Nunc, o Beati, fervidas
Audite voces supplicum,
Ut creditum nobis opus
In pace fas sit persequi !

« Contre toute attente, la province du Quang-ngai, secouée plus que toutes les autres par l’agitation politique du printemps 1908, a été, sur la fin de la même année, le théâtre d’un mouvement extraordinaire de conversions.
« M. Misson a pu fonder trois nouvelles chrétientés, et M. Le Darré deux ; elles donnent, les unes et les autres, de bonnes garanties de persévérance. Au Quang-nam, M. Solvignon a eu aussi le bonheur de baptiser 40 néophytes dans le village tout païen de La-huan.
« Partout ailleurs on n’a pu que glaner. En plus d’un endroit, aucune conversion ne s’est produite, malgré les efforrs et les industries du zèle. On sent que les préoccupations des païens sont ailleurs. Les fortunés du siècle ne songent qu’à augmenter leurs richesses et surtout à en jouir. Les besogneux de plus en plus nombreux courent après le riz de chaque jour. Les uns et les autres paraissent d’ailleurs incertains, défiants même de l’avenir, et se tiennent dans l’expectative.
« Une preuve frappante de cet état d’esprit, c’est que la détresse, jadis bonne conseillère, ne nous a amené presque aucune famille païenne. Et pourtant certaines régions ont, par intervalles, souffert d’une vraie famine, et des provinces entières se sont débattues toute l’année contre la disette et la misère. Plus aussi peut-être que les années précédentes, les maladies contagieuses, devenues endémiques, ont décimé certaines contrées ; plusieurs de nos chrétientés jusqu’ici salubres et florissantes n’ont pas été épargnées. De là, excédent notable de la mortalité sur les naissances et, par suite, diminution du chiffre total de notre population chrétienne, malgré le nombre relativement consolant des baptêmes d’adultes.

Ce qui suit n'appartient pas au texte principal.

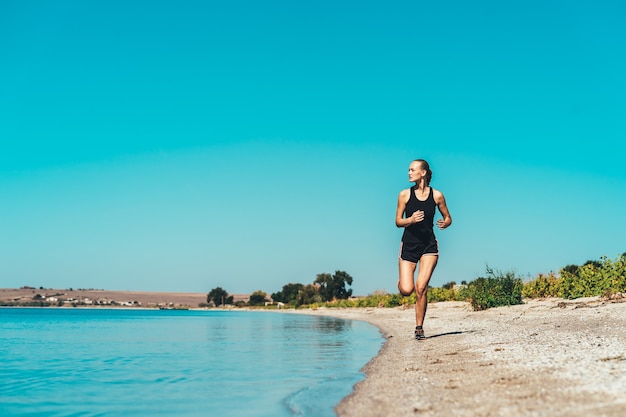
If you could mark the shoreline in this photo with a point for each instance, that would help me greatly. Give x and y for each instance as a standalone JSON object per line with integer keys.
{"x": 549, "y": 357}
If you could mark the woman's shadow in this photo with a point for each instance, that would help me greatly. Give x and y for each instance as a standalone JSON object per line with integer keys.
{"x": 449, "y": 334}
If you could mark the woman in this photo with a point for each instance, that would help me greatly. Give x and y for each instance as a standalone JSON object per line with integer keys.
{"x": 416, "y": 213}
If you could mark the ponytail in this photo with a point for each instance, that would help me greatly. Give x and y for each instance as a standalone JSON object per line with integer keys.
{"x": 425, "y": 166}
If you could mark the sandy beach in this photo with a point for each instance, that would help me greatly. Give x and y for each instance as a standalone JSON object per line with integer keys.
{"x": 543, "y": 358}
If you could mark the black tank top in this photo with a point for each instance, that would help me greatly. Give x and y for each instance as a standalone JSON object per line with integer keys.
{"x": 421, "y": 232}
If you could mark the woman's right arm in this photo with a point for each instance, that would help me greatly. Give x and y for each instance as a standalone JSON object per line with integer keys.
{"x": 400, "y": 220}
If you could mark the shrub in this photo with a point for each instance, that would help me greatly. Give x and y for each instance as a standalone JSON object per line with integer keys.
{"x": 603, "y": 277}
{"x": 543, "y": 286}
{"x": 495, "y": 290}
{"x": 442, "y": 294}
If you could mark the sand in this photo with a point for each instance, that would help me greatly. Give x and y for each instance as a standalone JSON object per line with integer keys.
{"x": 543, "y": 358}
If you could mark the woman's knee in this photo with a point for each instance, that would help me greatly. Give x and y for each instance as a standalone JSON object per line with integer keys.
{"x": 421, "y": 291}
{"x": 405, "y": 289}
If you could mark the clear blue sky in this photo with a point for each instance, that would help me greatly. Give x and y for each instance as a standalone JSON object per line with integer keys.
{"x": 185, "y": 145}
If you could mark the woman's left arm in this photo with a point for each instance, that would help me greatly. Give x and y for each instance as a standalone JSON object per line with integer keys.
{"x": 440, "y": 200}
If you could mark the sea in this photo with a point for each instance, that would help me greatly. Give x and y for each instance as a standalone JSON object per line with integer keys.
{"x": 133, "y": 362}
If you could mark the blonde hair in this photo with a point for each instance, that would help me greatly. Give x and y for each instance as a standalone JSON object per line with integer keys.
{"x": 425, "y": 166}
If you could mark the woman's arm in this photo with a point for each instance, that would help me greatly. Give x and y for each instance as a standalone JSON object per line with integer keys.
{"x": 440, "y": 200}
{"x": 418, "y": 216}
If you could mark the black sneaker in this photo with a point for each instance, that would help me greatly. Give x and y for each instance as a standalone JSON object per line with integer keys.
{"x": 419, "y": 333}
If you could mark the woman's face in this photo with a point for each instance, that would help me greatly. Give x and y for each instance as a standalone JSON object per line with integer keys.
{"x": 416, "y": 172}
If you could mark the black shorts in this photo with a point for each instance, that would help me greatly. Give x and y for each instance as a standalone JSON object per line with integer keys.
{"x": 412, "y": 252}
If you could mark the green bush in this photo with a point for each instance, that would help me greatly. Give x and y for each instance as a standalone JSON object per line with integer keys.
{"x": 543, "y": 286}
{"x": 595, "y": 278}
{"x": 495, "y": 290}
{"x": 442, "y": 294}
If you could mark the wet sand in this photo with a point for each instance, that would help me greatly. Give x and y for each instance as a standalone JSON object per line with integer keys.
{"x": 543, "y": 358}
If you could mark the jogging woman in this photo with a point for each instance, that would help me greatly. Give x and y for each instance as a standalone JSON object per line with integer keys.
{"x": 416, "y": 214}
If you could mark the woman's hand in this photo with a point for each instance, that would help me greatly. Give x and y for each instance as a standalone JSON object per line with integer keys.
{"x": 442, "y": 224}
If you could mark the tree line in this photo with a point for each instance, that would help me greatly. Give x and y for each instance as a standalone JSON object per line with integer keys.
{"x": 325, "y": 287}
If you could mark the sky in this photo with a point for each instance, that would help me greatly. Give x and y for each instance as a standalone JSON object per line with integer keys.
{"x": 185, "y": 145}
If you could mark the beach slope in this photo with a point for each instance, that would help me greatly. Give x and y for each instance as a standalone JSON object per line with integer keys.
{"x": 543, "y": 358}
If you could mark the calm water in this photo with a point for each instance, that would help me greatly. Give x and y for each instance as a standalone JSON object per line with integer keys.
{"x": 97, "y": 362}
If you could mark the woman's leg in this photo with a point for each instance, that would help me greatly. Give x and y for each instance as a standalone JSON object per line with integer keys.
{"x": 427, "y": 266}
{"x": 406, "y": 277}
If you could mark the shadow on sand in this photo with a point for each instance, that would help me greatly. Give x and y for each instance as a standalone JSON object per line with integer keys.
{"x": 449, "y": 334}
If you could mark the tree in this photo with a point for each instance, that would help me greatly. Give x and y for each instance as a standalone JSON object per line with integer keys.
{"x": 572, "y": 269}
{"x": 334, "y": 286}
{"x": 258, "y": 298}
{"x": 219, "y": 296}
{"x": 309, "y": 294}
{"x": 289, "y": 294}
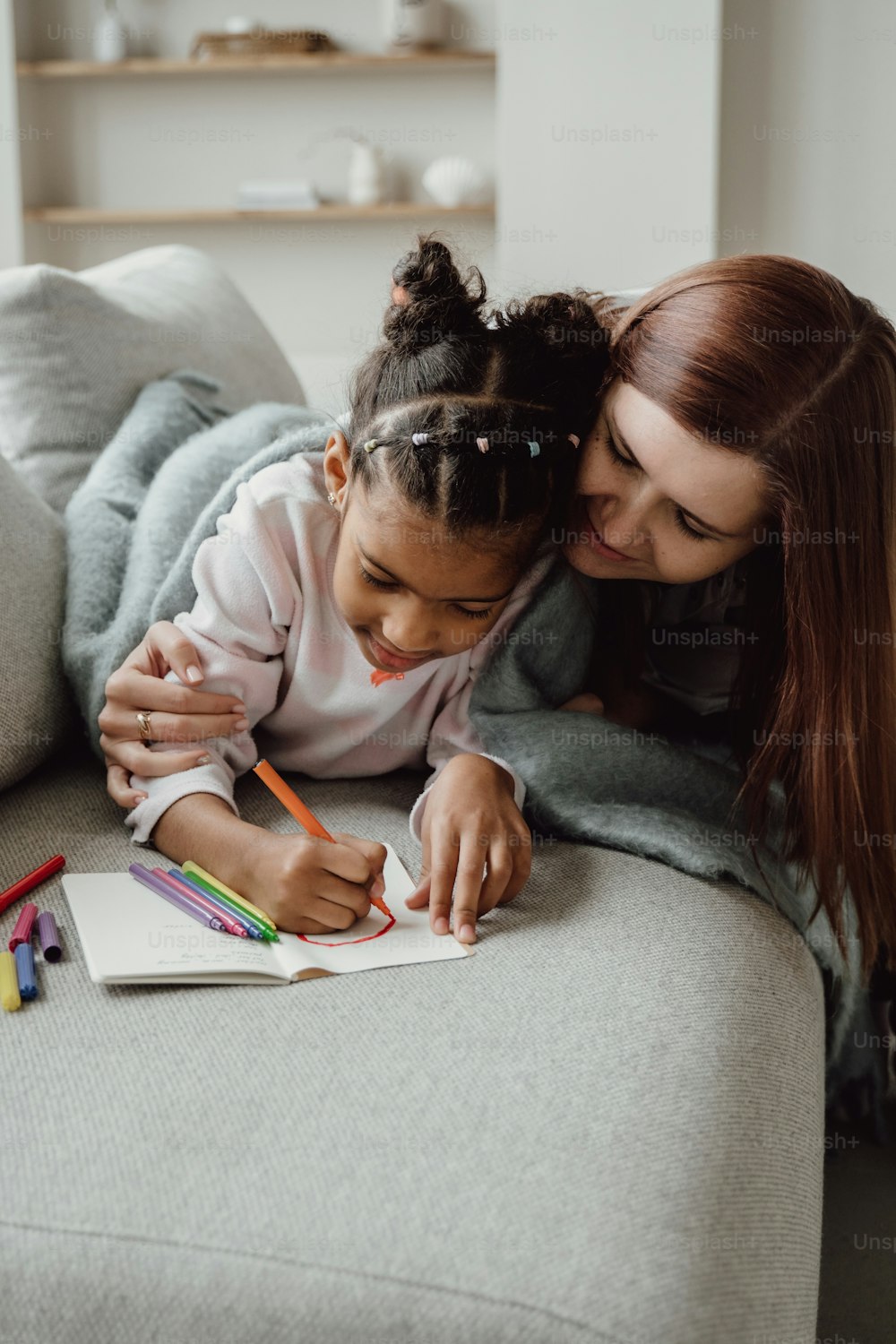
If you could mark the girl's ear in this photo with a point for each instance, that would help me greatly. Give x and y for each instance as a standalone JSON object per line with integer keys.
{"x": 336, "y": 457}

« La pratique du premier vendredi du mois, introduite un peu partout dans les chrétientés centrales, produit ses résultats ordinaires de sanctification. Nous la trouvons en honneur jusque chez nos sauvages de Kontun qui en retirent, eux aussi, des fruits abondants.
Puisque nous sommes chez nos chers Ba-hnars, disons un mot de leur situation religieuse.
« L’état d’épreuve et de tension signalé dans le dernier compte rendu a continué, en s’accentuant même notablement. Mais, grâce à Dieu, le mal a été beaucoup moins grand qu’on pouvait, le craindre tout d’abord, et tout fait espérer qu’il sera bientôt réparé. Finalement, la crise aura tourné au plus grand bien des âmes : elle a débarrassé nos néophytes de plus d’un préjugé et les a fortifiés dans la foi et les pratiques religieuses. Malheureusement, la pénurie du personnel se fait plus que jamais cruellement sentir. Trois ou quatre nouveaux districts pourraient être fondés ; mais à qui les confier ? L’expérience a prouvé qu’il vaut mieux ne point semer plutôt que de laisser ensuite le champ retomber en friche. Le tableau ci-dessous, tracé par M. Hutinet et qui pourrait s’appliquer à la plupart des autres districts, peint bien la situation générale.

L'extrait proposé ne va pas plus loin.